On Thursday, Scout's stitches were removed by Dr. B. I was strangely elated, almost giddy with relief. Maybe I put margins around her surgery, X-ray results on the left, removal of stitches on the right. No more bandaging after the weekend, no more meds. Except for the sedatives, a scoop twice a day. Scout is stoned, mild and slow motion in her stall, contented if not happy. When I scratch her belly or withers, it feels like she goes cross-eyed with delight. She doesn't know why she feels good, but the store-bought calm has helped her heal the leg well.

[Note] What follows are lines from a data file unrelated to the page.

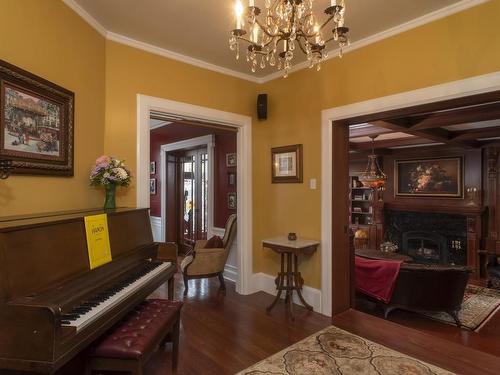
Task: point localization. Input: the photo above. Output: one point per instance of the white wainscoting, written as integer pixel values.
(156, 228)
(264, 282)
(231, 268)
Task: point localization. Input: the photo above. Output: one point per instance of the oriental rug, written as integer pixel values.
(334, 351)
(479, 305)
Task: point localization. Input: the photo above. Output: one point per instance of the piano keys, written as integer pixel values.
(52, 305)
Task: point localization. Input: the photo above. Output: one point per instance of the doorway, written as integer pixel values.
(148, 104)
(337, 285)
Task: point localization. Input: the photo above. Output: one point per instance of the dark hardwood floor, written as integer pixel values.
(441, 352)
(486, 340)
(223, 334)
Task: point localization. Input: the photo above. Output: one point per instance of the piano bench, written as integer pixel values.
(132, 342)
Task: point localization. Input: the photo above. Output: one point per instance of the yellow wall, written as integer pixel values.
(457, 47)
(106, 77)
(130, 71)
(48, 39)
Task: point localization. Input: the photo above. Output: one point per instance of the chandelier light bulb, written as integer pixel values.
(238, 11)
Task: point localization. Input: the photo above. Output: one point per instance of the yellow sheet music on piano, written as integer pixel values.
(96, 227)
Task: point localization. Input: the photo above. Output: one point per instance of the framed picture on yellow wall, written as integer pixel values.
(286, 164)
(36, 123)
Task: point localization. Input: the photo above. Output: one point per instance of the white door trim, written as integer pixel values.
(208, 141)
(451, 90)
(145, 104)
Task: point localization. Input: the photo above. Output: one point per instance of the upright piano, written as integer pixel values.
(52, 305)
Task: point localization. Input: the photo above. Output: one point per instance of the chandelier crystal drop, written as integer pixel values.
(288, 27)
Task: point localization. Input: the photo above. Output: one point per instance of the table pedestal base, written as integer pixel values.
(289, 281)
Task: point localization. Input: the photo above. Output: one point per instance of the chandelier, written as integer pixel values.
(5, 168)
(373, 176)
(288, 24)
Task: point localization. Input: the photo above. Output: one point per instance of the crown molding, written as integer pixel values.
(118, 38)
(177, 56)
(412, 24)
(77, 8)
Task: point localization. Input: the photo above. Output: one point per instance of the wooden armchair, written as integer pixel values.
(167, 252)
(202, 263)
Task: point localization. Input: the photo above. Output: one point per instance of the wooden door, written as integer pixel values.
(193, 199)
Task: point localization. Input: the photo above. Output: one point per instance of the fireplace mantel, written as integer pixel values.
(471, 210)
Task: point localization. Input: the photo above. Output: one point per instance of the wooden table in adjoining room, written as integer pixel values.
(289, 252)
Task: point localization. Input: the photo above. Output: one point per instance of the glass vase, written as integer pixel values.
(109, 202)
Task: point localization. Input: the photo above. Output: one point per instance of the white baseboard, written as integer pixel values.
(264, 282)
(230, 273)
(156, 228)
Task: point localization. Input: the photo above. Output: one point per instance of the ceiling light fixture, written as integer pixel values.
(287, 24)
(373, 176)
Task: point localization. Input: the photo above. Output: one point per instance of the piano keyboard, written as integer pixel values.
(92, 309)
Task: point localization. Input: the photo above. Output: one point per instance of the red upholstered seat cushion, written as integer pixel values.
(214, 242)
(133, 337)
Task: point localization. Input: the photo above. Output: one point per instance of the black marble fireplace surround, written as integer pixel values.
(430, 238)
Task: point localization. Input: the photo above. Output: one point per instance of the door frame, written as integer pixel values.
(146, 104)
(336, 287)
(208, 141)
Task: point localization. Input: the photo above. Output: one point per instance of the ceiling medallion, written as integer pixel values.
(288, 24)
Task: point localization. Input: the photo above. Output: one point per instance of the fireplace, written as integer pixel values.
(425, 247)
(428, 237)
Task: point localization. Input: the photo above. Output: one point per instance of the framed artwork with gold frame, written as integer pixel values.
(286, 164)
(36, 123)
(437, 177)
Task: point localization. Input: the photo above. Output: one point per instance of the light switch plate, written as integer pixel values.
(312, 184)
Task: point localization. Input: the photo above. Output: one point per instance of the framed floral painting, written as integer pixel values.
(36, 123)
(441, 177)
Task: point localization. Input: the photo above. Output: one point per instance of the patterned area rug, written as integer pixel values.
(334, 351)
(478, 306)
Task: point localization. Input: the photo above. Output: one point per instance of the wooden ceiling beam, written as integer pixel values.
(368, 131)
(436, 135)
(388, 143)
(485, 112)
(477, 133)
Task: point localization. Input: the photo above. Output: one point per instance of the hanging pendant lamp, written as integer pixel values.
(373, 176)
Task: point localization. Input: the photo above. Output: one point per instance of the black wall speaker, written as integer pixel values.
(262, 106)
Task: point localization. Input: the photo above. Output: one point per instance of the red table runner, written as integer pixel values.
(377, 278)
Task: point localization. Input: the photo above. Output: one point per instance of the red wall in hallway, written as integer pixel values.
(225, 143)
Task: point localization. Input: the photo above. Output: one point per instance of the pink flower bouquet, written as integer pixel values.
(109, 171)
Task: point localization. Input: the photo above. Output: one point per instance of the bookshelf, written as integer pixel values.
(365, 212)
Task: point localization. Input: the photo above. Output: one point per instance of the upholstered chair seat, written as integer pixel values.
(209, 262)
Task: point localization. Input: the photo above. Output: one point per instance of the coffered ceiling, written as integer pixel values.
(200, 29)
(466, 127)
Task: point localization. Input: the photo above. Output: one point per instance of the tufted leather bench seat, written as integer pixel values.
(130, 344)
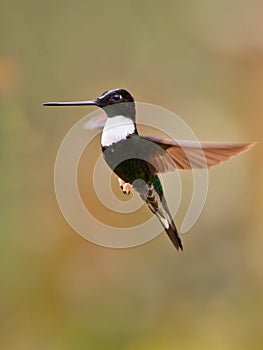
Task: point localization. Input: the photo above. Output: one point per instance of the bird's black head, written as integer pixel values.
(114, 102)
(117, 102)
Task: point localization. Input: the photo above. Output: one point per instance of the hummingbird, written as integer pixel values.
(137, 160)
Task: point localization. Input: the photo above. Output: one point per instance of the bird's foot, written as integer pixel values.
(125, 186)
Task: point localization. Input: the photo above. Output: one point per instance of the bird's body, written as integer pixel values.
(137, 160)
(120, 136)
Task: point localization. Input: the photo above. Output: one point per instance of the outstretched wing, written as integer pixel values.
(191, 154)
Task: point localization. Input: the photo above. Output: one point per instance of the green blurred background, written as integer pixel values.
(202, 60)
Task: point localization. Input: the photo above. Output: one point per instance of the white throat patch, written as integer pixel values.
(116, 129)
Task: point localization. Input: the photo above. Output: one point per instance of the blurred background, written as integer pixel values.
(202, 60)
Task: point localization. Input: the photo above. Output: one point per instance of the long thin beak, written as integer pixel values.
(74, 103)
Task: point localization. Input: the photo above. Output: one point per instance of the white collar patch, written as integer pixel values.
(116, 129)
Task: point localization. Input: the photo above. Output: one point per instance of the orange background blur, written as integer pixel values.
(202, 60)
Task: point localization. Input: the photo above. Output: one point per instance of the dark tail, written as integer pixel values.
(159, 207)
(174, 235)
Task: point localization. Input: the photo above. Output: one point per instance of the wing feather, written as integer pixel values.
(192, 154)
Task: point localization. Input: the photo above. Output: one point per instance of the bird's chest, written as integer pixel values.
(124, 159)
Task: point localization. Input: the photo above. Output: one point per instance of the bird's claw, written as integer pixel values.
(125, 186)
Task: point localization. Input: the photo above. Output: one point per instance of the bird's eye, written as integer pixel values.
(116, 97)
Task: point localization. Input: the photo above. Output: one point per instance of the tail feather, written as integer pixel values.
(174, 235)
(159, 207)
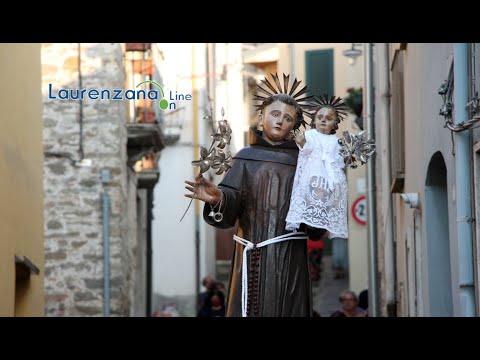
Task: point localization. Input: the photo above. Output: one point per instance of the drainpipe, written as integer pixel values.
(463, 185)
(390, 275)
(149, 248)
(196, 155)
(292, 58)
(371, 206)
(105, 177)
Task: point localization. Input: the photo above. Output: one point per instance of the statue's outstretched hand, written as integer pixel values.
(204, 190)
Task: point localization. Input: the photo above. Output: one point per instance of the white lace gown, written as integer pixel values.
(319, 194)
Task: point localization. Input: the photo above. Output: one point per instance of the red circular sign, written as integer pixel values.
(359, 210)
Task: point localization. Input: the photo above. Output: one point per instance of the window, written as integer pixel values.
(319, 71)
(397, 127)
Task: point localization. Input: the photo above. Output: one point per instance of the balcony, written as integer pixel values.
(137, 46)
(143, 140)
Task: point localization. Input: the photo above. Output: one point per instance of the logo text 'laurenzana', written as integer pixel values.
(120, 94)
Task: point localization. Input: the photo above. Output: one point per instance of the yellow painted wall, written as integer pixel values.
(21, 176)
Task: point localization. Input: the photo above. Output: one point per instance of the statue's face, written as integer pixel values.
(325, 120)
(278, 120)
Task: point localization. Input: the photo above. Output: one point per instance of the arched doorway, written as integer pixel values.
(438, 239)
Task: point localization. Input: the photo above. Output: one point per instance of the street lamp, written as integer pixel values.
(352, 54)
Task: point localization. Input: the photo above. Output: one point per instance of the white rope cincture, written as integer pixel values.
(249, 246)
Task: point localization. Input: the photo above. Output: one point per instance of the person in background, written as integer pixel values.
(350, 308)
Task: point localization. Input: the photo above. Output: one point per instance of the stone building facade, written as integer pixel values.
(82, 138)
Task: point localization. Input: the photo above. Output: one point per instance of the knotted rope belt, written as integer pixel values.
(249, 246)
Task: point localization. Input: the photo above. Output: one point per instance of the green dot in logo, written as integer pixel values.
(163, 104)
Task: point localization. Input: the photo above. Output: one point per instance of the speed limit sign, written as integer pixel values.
(359, 210)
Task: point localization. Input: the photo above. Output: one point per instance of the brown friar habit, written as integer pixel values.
(257, 192)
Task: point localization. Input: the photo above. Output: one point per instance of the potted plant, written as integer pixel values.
(354, 101)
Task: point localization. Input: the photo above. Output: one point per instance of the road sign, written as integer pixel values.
(359, 210)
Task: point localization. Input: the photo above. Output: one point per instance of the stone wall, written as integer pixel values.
(73, 210)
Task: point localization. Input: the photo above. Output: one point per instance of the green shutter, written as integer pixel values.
(319, 71)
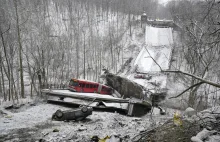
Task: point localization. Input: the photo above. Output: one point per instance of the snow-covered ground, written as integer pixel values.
(37, 121)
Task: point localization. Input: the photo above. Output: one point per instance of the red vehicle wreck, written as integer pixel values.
(85, 86)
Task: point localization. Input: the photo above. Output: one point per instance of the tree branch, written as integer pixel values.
(194, 76)
(200, 83)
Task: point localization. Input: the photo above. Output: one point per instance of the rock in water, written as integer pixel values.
(124, 86)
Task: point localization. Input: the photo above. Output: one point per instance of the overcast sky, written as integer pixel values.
(163, 1)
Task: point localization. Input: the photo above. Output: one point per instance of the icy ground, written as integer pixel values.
(34, 123)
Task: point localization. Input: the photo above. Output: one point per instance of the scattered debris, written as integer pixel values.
(190, 112)
(56, 130)
(78, 114)
(124, 86)
(201, 136)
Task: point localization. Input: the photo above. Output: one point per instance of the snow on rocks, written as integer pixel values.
(190, 112)
(201, 136)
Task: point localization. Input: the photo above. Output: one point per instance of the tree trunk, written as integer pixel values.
(20, 49)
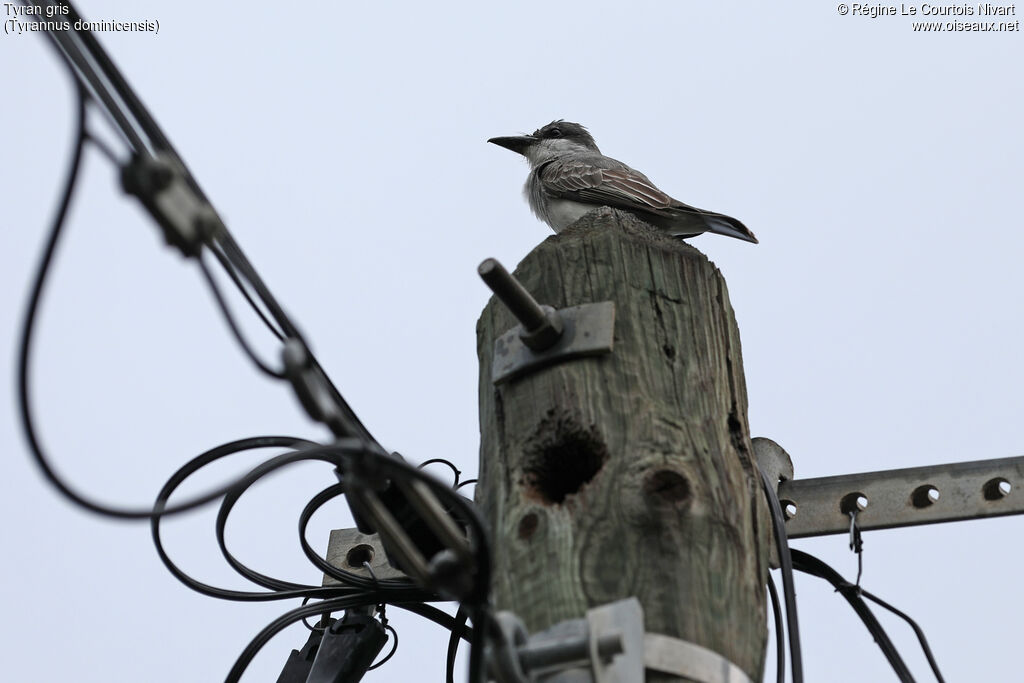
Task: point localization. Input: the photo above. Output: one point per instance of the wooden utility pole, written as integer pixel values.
(630, 473)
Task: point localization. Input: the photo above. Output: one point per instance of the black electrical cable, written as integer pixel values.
(286, 620)
(229, 269)
(916, 630)
(325, 454)
(453, 649)
(812, 565)
(135, 114)
(190, 468)
(25, 347)
(437, 616)
(394, 647)
(364, 463)
(232, 325)
(788, 588)
(483, 625)
(776, 612)
(267, 582)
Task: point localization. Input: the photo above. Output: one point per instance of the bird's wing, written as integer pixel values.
(602, 180)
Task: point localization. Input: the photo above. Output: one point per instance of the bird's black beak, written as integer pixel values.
(517, 143)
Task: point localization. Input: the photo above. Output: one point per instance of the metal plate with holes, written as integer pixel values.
(589, 330)
(904, 498)
(348, 548)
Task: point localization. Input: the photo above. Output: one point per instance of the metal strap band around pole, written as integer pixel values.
(681, 657)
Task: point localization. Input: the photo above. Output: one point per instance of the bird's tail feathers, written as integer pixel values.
(729, 226)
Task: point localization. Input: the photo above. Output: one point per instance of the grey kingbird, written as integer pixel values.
(569, 176)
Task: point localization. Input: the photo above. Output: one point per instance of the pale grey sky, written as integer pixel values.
(344, 143)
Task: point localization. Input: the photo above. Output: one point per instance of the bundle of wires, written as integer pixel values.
(97, 82)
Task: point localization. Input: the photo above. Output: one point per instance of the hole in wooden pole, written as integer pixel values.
(563, 458)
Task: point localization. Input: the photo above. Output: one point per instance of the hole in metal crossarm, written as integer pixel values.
(359, 554)
(996, 488)
(853, 502)
(924, 496)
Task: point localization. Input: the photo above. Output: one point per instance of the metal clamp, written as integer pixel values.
(545, 336)
(607, 644)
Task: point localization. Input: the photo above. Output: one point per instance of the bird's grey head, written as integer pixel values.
(555, 139)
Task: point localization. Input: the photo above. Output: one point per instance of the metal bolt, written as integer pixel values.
(542, 325)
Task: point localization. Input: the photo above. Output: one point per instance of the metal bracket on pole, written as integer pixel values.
(546, 336)
(890, 499)
(609, 645)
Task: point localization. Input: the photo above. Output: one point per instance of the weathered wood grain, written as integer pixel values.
(629, 473)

All week I've been thinking about what comes next, the long-term next, not tomorrow. I hold my breath about Dar, but Scout pends before me like a moment of reckoning that will have to come. "Ride the horse you are on," my trainer has often reminded me. "Not the horse she was yesterday, not the horse you want her to be tomorrow." As if, for a minute, I could be that present and just ride. I can look at our history of anxiety like an object now, because I am disconnected from it by time. But when I remember some rides we've had, I can re-animate my fear and imagine how I felt. I tell myself I have a rare chance to get a grip on me before coming back to Scout. I tell myself there must be a way to forget all the crap and start clean, to unlearn what I should never have learned in the first place.
So I've been thinking about the NFL, how I came to it, and why, and what for. It's a story that pertains at odd times in my life, but never accidentally.